PGP signatures on PyPI: worse than useless

@yossarian
PGP signatures: worse than useless.

There, I fixed it for you.

As tools GPG (and PGP) are simply unusable by anyone but fastidious zealot pedants. And thus always used wrong.

@glyph

@gpshead @yossarian @glyph I still have hope to fix the usability of tools/services in future. I know most of my friends totally lost all hope :)
@kushal @gpshead @yossarian the world needs more good signing and security tools, but the sooner you abandon GPG (and OpenPGP more broadly) the sooner you can start building those ;-). There's really nothing worth salvaging here.

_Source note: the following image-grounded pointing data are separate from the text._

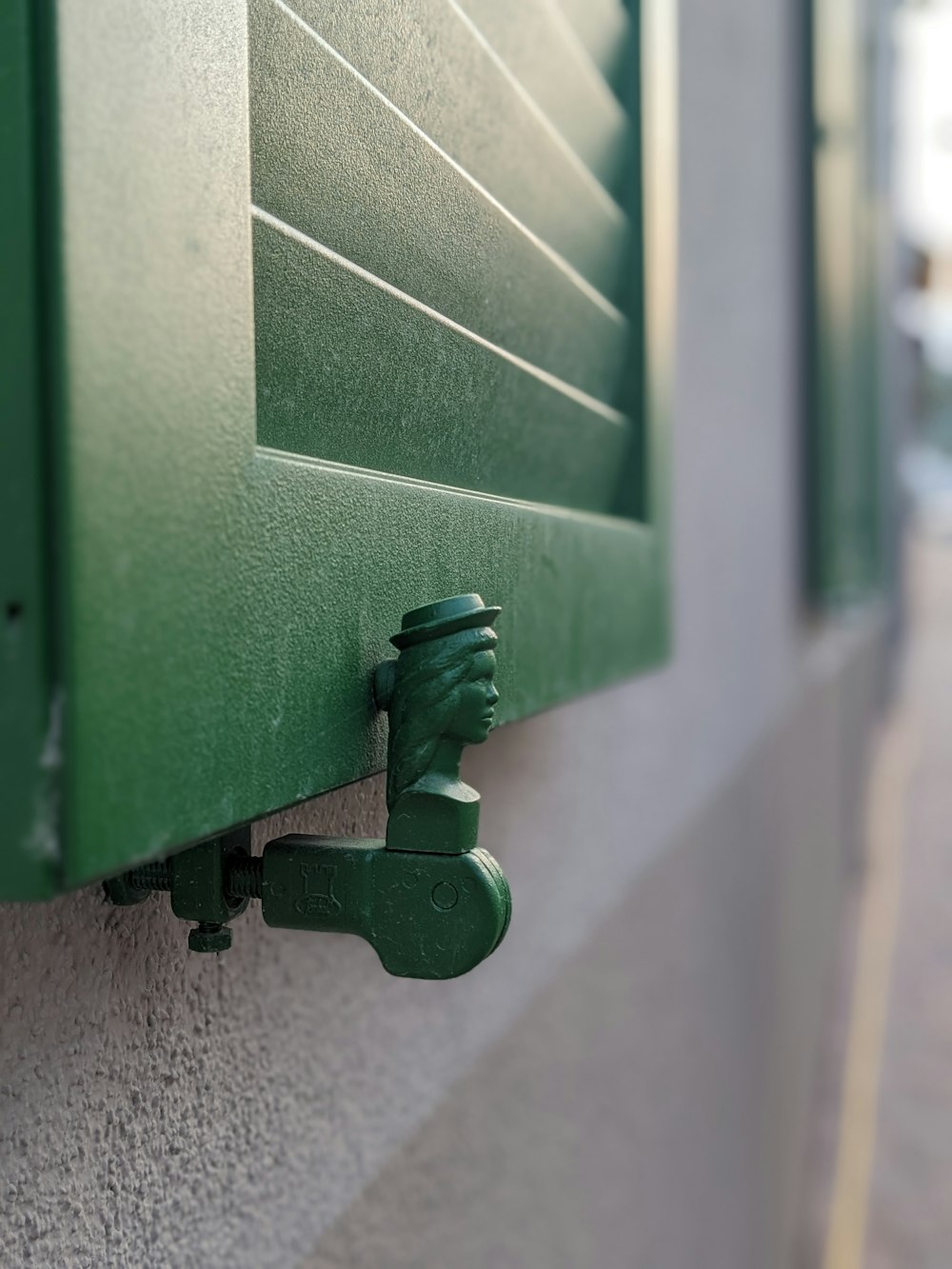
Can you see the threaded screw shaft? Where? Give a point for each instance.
(246, 876)
(243, 880)
(155, 876)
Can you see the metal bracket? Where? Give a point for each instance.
(428, 899)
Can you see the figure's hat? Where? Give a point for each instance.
(445, 617)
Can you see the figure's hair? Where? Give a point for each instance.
(422, 702)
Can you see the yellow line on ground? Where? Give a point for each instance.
(876, 940)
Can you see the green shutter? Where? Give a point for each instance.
(843, 467)
(338, 321)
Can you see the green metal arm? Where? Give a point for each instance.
(428, 899)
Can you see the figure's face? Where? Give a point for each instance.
(474, 701)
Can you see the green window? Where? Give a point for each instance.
(318, 317)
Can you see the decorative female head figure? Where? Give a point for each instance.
(440, 692)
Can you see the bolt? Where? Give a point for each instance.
(209, 937)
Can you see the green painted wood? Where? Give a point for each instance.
(357, 176)
(223, 605)
(29, 712)
(604, 28)
(352, 370)
(844, 490)
(432, 62)
(543, 50)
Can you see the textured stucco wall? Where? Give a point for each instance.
(160, 1108)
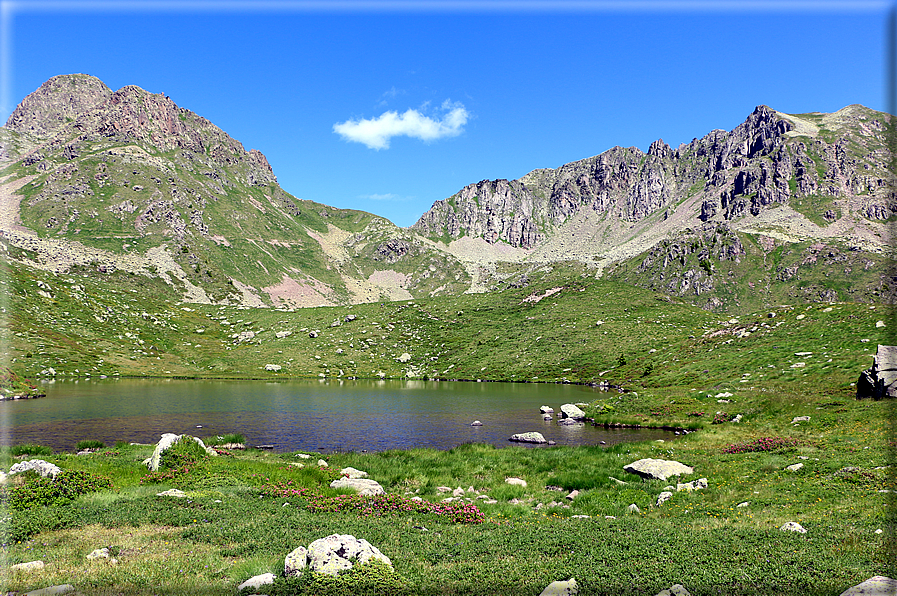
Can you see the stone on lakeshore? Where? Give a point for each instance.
(336, 552)
(167, 440)
(572, 411)
(363, 486)
(561, 588)
(29, 566)
(353, 473)
(659, 469)
(296, 561)
(878, 585)
(793, 527)
(40, 466)
(257, 581)
(52, 590)
(675, 590)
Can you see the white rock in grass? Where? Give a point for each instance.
(874, 586)
(257, 581)
(793, 527)
(561, 588)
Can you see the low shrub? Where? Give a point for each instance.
(767, 444)
(49, 492)
(30, 449)
(89, 444)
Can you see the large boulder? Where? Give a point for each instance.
(167, 440)
(881, 380)
(659, 469)
(40, 466)
(874, 586)
(363, 486)
(333, 554)
(572, 411)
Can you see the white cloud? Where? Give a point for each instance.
(377, 132)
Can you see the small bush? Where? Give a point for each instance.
(30, 449)
(89, 444)
(764, 444)
(49, 492)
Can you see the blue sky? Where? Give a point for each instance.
(390, 106)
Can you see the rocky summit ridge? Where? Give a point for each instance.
(801, 205)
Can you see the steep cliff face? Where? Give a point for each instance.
(770, 159)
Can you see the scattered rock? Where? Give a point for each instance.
(561, 588)
(337, 552)
(659, 469)
(363, 486)
(257, 581)
(881, 380)
(572, 411)
(38, 465)
(172, 492)
(353, 473)
(878, 585)
(793, 527)
(167, 440)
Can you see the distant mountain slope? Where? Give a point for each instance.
(127, 180)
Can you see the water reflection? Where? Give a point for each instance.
(311, 415)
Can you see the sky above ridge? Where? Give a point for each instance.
(389, 106)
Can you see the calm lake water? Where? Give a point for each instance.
(295, 415)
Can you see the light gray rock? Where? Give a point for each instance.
(793, 527)
(337, 552)
(29, 566)
(40, 466)
(561, 588)
(878, 585)
(167, 440)
(659, 469)
(675, 590)
(295, 562)
(172, 492)
(353, 473)
(363, 486)
(572, 411)
(52, 590)
(257, 581)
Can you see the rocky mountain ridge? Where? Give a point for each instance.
(127, 181)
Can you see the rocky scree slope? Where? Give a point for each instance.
(127, 180)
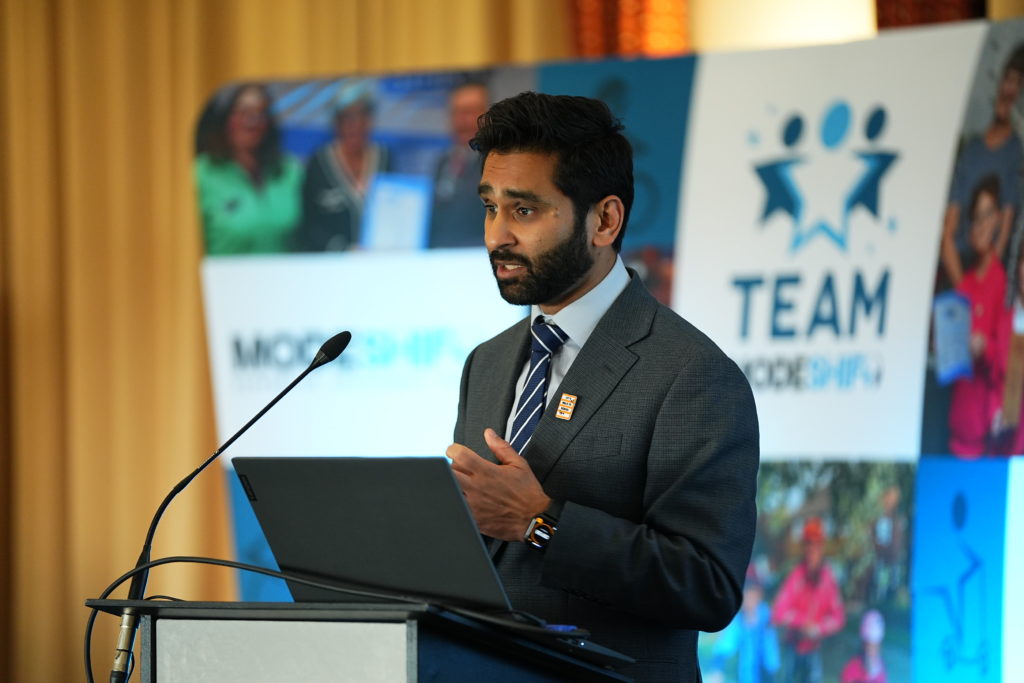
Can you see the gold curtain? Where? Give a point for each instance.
(104, 393)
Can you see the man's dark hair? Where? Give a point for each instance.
(593, 158)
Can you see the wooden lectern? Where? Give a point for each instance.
(365, 643)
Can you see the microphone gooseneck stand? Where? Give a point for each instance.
(331, 349)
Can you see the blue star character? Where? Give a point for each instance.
(781, 193)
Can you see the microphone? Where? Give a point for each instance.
(330, 350)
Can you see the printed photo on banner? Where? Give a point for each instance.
(345, 164)
(826, 595)
(974, 381)
(809, 203)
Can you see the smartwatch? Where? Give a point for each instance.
(542, 528)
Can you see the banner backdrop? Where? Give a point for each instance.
(790, 203)
(969, 554)
(808, 229)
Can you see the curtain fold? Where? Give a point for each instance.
(104, 390)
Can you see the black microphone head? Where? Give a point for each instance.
(332, 348)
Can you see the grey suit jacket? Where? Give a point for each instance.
(654, 477)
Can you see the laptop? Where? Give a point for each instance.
(389, 525)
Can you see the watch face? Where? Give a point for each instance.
(542, 534)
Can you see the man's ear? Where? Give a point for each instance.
(609, 213)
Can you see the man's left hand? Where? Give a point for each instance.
(503, 497)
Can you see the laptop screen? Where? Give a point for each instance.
(387, 524)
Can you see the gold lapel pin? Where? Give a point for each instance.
(565, 407)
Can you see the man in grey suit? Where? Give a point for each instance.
(630, 510)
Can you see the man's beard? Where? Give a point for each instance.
(549, 275)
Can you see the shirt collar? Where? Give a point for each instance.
(580, 317)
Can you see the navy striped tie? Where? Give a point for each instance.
(546, 339)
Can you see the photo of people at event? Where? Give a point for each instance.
(975, 381)
(826, 596)
(290, 167)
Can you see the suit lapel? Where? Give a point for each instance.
(602, 363)
(504, 374)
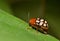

@glyph @gpshead @yossarian I beg to differ on that point. @[email protected] & I are building https://tumpa.rocks/

Here is an example where we can have better UX focused tools in the #OpenPGP land.

Tumpa

Tumpa is a usability-minded OpenPGP desktop application that makes key management and smartcard controls easy and usable for everyone.

@kushal
Is any of that something you could build atop signify instead?
@glyph
@eichin @glyph I guess for the signing part, yes. We also have #age with hardware support (and I love that).
@kushal @eichin if you're doing stuff with age and pgp in the same process don't you have to have some kind of magnetic containment field so they don't touch and cause a matter/antimatter annihilation reaction
@kushal @eichin I am seriously curious though: what about your problem domain makes GnuPG a desirable component? Why not throw its broken overcomplexity in the trash, define what you want your app to do in terms of user security guarantees, and then build it on top of a good backend or a novel cryptographic construction instead? I know "roll your own crypto" is bad, but it's a cut above "wrap gnupg"

@glyph @[email protected] Something that works for both encryption & signing. Bonus is that I can use the same for my ssh. Works out of my Yubikey, means no secret on disk. My mutt setup mostly works :)

I can see the pain points and hoping to improve them by creating newer things with usability in mind.

On the software side, most of the applications I install separately uses OpenPGP to sign the artifacts, including @fedora and also #debian.